In our gospel today, the disciples who are with Jesus get upset with the Samaritans because they do not receive Jesus.  The disciples get so upset that they ask Jesus if they can command fire to come down and consume the village.  All we are told is that Jesus rebukes them and moves on to another village.  The language of rebuke is harsh; it is the kind of language that Jesus uses against evil and demons.  And I wonder, is Jesus trying to say something here about our personal attachments to being right, not to mention other personal attachments that he speaks of later in the gospel? 

Jesus speaks a great deal throughout the gospels about our hearts and what it means to be a disciple.  He speaks about our innermost thoughts and how they can lead to actions that are not actions of the kingdom, like how being angry can lead to murder.  And one might say that he’s making a big deal of nothing, but, really, is he?

James and John are two of the disciples who are in Jesus’ inner circle; he shows them things that others do not see; and yet, here they are, exploiting their relationship with him to ask if they should bring down fire upon these Samaritans.  They are more insulted than Jesus appears to be, and they are forgetting who they are, and to whom they belong.
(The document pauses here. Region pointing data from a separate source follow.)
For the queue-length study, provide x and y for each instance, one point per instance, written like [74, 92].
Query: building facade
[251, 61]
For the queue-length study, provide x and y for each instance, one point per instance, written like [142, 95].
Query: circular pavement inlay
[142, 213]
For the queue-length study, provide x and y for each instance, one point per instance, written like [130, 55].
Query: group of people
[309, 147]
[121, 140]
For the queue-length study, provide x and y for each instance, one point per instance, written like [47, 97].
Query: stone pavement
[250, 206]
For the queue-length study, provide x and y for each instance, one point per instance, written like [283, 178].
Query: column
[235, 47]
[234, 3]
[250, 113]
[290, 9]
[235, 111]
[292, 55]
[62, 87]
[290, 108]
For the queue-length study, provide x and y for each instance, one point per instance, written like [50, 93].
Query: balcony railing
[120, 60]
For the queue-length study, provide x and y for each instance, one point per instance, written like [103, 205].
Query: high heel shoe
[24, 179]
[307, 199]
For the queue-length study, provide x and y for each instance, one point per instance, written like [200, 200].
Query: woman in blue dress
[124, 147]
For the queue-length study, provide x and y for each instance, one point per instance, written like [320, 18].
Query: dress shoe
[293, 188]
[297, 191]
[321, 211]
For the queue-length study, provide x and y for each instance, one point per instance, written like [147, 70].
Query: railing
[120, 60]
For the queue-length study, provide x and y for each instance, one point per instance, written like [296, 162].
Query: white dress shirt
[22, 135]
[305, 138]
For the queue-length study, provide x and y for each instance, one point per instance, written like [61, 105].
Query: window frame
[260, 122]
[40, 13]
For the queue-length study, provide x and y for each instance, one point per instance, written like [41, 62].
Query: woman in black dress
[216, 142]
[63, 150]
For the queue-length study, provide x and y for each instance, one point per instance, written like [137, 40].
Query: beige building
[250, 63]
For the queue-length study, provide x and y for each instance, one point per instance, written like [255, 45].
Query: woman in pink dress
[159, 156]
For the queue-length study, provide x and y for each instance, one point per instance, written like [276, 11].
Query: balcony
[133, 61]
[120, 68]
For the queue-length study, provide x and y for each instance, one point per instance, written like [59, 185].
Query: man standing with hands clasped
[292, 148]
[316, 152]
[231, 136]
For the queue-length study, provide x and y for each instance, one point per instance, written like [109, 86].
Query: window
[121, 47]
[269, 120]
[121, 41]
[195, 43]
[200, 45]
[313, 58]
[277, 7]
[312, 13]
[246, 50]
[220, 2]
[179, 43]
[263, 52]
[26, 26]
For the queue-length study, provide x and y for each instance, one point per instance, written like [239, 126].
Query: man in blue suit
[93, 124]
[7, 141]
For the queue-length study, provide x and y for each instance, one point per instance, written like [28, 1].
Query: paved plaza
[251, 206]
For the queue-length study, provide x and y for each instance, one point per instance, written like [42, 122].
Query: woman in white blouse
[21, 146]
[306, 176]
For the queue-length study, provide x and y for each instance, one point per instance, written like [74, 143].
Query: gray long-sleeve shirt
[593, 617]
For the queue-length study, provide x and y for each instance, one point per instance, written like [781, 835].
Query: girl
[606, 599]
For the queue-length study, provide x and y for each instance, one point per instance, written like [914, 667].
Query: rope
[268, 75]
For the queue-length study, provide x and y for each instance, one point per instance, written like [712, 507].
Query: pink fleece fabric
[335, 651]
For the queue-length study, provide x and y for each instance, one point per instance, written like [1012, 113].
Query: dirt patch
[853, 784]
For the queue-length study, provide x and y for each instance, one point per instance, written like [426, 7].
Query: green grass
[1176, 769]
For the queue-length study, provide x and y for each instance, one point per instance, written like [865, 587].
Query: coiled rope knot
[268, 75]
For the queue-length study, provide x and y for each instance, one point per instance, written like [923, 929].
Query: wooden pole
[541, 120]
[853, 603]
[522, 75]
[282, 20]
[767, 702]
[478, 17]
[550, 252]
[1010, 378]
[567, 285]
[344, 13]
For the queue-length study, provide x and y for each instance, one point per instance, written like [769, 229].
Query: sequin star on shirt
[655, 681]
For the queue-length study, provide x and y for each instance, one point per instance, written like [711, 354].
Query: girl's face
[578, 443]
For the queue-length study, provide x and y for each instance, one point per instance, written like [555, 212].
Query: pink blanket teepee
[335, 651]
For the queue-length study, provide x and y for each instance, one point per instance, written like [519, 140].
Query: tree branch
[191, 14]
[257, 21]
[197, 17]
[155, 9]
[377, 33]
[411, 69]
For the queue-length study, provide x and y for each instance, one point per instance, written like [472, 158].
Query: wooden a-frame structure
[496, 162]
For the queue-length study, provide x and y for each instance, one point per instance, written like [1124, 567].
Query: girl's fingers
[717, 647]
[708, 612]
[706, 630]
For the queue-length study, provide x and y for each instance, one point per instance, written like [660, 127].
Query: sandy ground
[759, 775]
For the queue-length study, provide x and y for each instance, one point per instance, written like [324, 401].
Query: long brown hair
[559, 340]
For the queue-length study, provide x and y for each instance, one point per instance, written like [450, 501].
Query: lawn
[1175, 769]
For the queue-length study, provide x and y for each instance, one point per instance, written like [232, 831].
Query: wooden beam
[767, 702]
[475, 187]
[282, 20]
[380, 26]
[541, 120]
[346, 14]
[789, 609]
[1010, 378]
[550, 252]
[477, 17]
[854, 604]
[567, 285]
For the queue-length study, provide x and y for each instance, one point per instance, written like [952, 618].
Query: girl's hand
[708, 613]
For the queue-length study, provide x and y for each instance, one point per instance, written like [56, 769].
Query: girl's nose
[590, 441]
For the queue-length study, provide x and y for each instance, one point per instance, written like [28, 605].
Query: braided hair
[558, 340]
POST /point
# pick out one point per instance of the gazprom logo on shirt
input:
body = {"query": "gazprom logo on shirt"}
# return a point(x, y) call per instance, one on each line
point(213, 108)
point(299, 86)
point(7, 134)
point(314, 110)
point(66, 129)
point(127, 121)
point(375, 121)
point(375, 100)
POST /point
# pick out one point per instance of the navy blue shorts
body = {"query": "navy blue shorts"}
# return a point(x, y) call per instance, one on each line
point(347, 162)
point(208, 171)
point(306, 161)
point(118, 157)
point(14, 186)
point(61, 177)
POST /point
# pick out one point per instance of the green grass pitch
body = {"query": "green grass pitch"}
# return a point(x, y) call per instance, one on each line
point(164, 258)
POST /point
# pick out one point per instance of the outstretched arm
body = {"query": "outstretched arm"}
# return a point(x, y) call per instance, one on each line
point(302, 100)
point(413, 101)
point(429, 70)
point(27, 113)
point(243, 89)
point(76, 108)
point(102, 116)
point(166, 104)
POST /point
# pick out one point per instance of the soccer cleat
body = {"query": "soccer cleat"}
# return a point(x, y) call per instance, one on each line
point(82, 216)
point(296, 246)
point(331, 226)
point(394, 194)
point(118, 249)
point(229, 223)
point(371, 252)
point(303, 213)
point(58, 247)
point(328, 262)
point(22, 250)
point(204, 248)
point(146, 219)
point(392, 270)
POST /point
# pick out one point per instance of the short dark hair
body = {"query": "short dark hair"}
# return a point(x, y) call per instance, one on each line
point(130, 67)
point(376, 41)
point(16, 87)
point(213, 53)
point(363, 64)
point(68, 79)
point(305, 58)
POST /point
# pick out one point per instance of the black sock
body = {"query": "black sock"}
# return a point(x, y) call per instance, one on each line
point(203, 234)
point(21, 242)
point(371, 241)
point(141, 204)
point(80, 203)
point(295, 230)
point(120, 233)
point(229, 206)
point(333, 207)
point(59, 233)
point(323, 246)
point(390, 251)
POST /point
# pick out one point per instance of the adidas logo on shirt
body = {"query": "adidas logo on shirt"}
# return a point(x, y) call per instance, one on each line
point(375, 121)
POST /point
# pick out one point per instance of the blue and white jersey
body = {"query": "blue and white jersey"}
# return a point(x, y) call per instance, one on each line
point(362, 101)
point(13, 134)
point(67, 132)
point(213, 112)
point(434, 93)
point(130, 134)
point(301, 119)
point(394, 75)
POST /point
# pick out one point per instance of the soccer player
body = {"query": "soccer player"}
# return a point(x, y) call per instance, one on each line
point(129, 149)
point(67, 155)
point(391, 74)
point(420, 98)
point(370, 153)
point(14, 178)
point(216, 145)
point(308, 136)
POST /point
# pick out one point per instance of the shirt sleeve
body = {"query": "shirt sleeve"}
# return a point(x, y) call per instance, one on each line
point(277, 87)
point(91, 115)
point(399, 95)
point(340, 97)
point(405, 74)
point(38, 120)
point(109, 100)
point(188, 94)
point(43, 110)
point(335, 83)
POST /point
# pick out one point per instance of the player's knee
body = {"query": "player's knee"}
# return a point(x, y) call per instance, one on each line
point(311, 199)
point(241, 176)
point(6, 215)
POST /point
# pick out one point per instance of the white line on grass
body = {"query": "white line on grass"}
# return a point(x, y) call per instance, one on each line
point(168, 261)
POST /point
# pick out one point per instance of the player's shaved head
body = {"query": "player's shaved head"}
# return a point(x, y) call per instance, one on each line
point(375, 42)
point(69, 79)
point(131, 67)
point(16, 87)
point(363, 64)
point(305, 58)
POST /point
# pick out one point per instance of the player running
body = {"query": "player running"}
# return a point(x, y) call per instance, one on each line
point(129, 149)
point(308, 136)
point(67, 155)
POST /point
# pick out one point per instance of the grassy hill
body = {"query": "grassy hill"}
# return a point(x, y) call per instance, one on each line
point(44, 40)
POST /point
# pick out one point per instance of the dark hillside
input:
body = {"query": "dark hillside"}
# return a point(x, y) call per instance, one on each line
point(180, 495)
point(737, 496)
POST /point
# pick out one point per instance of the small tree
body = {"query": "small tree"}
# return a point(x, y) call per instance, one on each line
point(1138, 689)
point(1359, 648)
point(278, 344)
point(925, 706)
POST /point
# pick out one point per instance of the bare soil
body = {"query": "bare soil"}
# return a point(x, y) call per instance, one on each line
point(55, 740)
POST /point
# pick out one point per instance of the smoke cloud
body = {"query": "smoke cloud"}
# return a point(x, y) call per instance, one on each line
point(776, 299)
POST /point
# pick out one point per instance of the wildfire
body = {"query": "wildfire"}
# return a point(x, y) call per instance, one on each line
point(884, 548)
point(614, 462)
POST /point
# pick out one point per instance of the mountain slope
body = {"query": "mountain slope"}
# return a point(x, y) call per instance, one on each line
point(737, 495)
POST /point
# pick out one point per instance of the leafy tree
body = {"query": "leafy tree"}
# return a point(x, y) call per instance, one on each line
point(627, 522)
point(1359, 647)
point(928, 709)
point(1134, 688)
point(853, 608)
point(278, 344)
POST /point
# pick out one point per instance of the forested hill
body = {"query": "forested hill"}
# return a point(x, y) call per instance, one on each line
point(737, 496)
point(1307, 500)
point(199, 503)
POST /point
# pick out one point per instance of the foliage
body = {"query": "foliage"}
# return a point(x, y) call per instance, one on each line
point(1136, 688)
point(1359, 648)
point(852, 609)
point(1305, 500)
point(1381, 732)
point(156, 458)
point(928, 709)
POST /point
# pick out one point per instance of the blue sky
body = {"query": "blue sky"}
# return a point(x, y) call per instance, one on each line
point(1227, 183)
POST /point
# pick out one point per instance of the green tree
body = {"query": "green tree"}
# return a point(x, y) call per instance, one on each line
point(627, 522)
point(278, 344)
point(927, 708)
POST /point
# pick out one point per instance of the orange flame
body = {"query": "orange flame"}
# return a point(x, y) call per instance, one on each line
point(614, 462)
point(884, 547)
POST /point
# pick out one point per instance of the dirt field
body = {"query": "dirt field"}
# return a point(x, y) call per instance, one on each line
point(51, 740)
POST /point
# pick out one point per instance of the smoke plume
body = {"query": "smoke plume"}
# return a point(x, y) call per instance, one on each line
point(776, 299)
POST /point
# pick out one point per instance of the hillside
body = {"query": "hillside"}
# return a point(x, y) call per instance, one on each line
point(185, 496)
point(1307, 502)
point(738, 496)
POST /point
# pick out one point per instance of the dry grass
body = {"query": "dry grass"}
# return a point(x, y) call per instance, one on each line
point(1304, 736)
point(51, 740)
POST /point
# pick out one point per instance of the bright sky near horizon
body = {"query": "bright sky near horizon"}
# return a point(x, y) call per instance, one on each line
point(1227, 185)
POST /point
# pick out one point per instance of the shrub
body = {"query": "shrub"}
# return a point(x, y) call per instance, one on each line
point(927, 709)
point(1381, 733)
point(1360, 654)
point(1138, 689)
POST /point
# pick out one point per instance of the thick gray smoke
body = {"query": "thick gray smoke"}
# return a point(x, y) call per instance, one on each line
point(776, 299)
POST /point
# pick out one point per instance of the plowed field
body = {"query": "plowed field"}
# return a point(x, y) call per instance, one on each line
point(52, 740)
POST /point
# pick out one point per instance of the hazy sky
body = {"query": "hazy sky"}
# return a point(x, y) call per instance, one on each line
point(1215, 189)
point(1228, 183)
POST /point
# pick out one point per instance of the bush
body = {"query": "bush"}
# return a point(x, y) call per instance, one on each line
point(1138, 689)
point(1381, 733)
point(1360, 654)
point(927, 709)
They are letting their desire to be right, to be powerful, get in the way of listening to others, forgiving, and moving on. And like demons, they are rebuked. 

Beloved, isn’t that the same for you and I?  I think there is a good warning here for us.  As I look at the climate of political and social discourse around us, I get more and more worried.  We are all being polarized into different “camps”.  Leaders are pushing us into “us versus them” places, and it gets worse by the day.  We aren’t seeing each other as people, just as “issues” we either agree with or disagree with.   Is it making you uncomfortable to hear that?  Does it sound familiar?  It certainly strikes a chord with me.  And what I can say to all of us right now is… stop.  For the love of all that is holy, we must stop; and not only that, we have to show others how to negotiate through difficult issues and topics peacefully.  And let me just say, that peace is hard work; it’s harder than fighting because it requires us to be whom God has called us to be; peace requires that we remember that it is to Jesus that we belong, and that as disciples we have a responsibility to be bearers of peace.  Peace also requires us to see others as Jesus sees them, not as the enemies that we sometimes see them as. 

Beloved, we know that evil exists.  Last week, Jesus cast demons out of the man in Gerasene.  This week, he appears to be rebuking the more silent evil that exists in the hearts of his disciples, which for the record, includes us.  As Paul says in Galatians, we are all being called to live into and use the gifts of the Spirit… love, joy, peace, patience, kindness, generosity, faithfulness, gentleness, and self-control.  They are so much harder than giving into our habits of self preservation and our need to be right.  Sometimes, we have to forgo being right to be bearers of love.  There is so much going on right now and those who are power driven are trying to tear the kingdom of God apart, one disciple at a time.  Do not give in.  As disciples of Jesus, it is our responsibility to build up the broken hearted, not tear each other down.  We may still disagree, but perhaps its time we listen to each other with the ears of our hearts so that we might truly hear what is behind what someone is saying. May we rebuke the evil that tries to call us into the falsehood of fighting and hate, even if that is what we are greeted with.  May we not give in to fear that leads us to hatred of our neighbor.  May we love God, and in loving God, may we also love our neighbor.  May we never close our eyes or our ears to injustice.  Lord Christ, help us, your earthbound disciples to see you more clearly, and help us we pray, to proclaim your kingdom in all that we say and do; even at the cost of our pride and social standing.  Help us to know that only in you do we live, and move, and have our being.  May we be bearers of your peace as we seek to rebuke the evil around us.    May we always be guided by the fruit of the Spirit: love, joy, peace, patience, kindness, generosity, faithfulness, gentleness, and self-control.